PILIHANRAKYAT.ID, Jakarta-Kejaksaan Agung menetapkan satu tersangka baru dalam perkara dugaan korupsi tata kelola Program Makan Bergizi Gratis (MBG). Tersangka berinisial LMI merupakan anggota Polri aktif berpangkat Brigadir Jenderal yang saat ini menjabat Sekretaris Deputi Bidang Promosi dan Kerja Sama Badan Gizi Nasional (BGN).
Direktur Penyidikan Jaksa Agung Muda Tindak Pidana Khusus (Jampidsus), Syarief Sulaeman Nahdi, mengatakan LMI sebelumnya menjabat Kepala Biro Hukum dan Humas BGN hingga Maret 2025. Penetapan tersangka diumumkan di Gedung Jampidsus, Jakarta Selatan, Kamis, 2 Juli 2026.
Menurut Syarief, LMI diduga meminta dua saksi berinisial YCS dan RD mendirikan sebuah perusahaan. Perusahaan itu kemudian digunakan sebagai sarana menjual food tray atau ompreng kepada calon mitra Satuan Pelayanan Pemenuhan Gizi (SPPG) dalam program MBG.
Penyidik menduga harga food tray telah ditentukan oleh LMI. Dalam harga tersebut, terdapat bagian keuntungan yang diduga diperuntukkan bagi LMI sebagai imbalan agar penjualan perlengkapan makan itu memperoleh persetujuan atau approval.
“Iya, polisi aktif,” kata Syarief saat memastikan status LMI sebagai anggota Polri.
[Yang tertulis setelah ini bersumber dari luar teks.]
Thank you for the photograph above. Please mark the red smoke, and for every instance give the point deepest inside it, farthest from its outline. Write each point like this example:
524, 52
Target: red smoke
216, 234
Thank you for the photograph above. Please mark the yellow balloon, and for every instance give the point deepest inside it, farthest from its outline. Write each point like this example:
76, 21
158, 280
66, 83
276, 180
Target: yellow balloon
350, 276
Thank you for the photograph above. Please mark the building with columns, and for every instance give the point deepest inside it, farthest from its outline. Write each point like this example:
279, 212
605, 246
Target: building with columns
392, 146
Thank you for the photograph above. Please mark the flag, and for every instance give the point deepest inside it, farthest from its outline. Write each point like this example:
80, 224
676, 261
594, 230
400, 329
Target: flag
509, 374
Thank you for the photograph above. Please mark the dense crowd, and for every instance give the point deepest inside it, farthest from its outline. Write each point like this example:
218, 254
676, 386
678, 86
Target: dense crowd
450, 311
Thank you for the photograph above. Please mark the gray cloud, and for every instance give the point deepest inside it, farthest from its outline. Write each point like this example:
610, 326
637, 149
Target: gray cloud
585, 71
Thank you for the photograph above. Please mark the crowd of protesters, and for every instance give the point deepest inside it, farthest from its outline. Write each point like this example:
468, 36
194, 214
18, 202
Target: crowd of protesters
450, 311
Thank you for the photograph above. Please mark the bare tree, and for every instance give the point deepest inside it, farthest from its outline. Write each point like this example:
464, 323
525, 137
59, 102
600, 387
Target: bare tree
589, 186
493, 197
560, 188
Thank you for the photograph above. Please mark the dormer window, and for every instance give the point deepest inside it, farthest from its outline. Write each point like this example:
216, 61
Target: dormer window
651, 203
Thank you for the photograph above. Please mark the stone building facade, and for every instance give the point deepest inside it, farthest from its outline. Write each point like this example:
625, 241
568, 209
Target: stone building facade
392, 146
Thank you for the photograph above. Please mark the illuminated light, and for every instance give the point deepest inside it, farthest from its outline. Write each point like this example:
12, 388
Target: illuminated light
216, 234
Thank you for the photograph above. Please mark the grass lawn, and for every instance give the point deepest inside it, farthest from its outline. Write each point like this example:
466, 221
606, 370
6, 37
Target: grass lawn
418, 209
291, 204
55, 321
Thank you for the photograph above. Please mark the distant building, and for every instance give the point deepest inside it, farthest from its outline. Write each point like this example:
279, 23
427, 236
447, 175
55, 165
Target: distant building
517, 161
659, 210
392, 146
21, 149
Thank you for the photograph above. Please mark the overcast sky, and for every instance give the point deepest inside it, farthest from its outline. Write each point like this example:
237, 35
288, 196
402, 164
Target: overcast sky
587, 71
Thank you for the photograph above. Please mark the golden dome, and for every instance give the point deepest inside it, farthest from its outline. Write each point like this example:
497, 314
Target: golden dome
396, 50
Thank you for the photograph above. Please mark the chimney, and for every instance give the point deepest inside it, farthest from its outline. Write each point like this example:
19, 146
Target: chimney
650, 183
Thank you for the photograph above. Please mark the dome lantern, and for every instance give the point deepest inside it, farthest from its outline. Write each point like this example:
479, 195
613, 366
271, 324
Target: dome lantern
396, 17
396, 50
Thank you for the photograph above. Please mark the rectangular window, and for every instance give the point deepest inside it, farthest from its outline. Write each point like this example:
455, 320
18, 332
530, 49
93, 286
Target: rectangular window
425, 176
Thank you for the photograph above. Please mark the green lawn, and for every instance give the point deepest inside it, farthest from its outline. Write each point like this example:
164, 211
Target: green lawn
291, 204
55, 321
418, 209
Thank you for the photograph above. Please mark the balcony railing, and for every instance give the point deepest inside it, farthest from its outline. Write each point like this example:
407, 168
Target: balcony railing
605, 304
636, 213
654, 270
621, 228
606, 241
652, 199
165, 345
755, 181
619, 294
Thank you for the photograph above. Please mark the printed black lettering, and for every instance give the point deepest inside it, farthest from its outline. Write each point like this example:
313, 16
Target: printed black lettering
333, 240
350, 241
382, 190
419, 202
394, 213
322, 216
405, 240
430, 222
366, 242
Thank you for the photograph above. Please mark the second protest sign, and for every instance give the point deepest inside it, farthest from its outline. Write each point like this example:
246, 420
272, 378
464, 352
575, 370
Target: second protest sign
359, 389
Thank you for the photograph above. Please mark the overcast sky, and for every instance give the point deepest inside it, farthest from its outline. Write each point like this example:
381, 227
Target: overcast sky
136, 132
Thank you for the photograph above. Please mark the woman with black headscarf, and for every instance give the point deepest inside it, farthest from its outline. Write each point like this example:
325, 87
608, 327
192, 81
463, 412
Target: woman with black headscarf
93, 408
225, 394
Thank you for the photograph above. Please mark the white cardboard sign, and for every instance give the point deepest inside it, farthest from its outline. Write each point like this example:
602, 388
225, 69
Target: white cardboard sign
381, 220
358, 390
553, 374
Setelah ditetapkan sebagai tersangka, LMI ditahan di Rumah Tahanan Cabang Salemba untuk 20 hari pertama guna kepentingan penyidikan.
LMI disangka melanggar Pasal 12 huruf a, huruf b, dan huruf e Undang-Undang Pemberantasan Tindak Pidana Korupsi juncto Undang-Undang Nomor 1 Tahun 2023 tentang Kitab Undang-Undang Hukum Pidana. Kejaksaan Agung menyatakan penyidikan masih terus dikembangkan untuk mengungkap kemungkinan keterlibatan pihak lain dalam perkara dugaan korupsi tata kelola Program Makan Bergizi Gratis.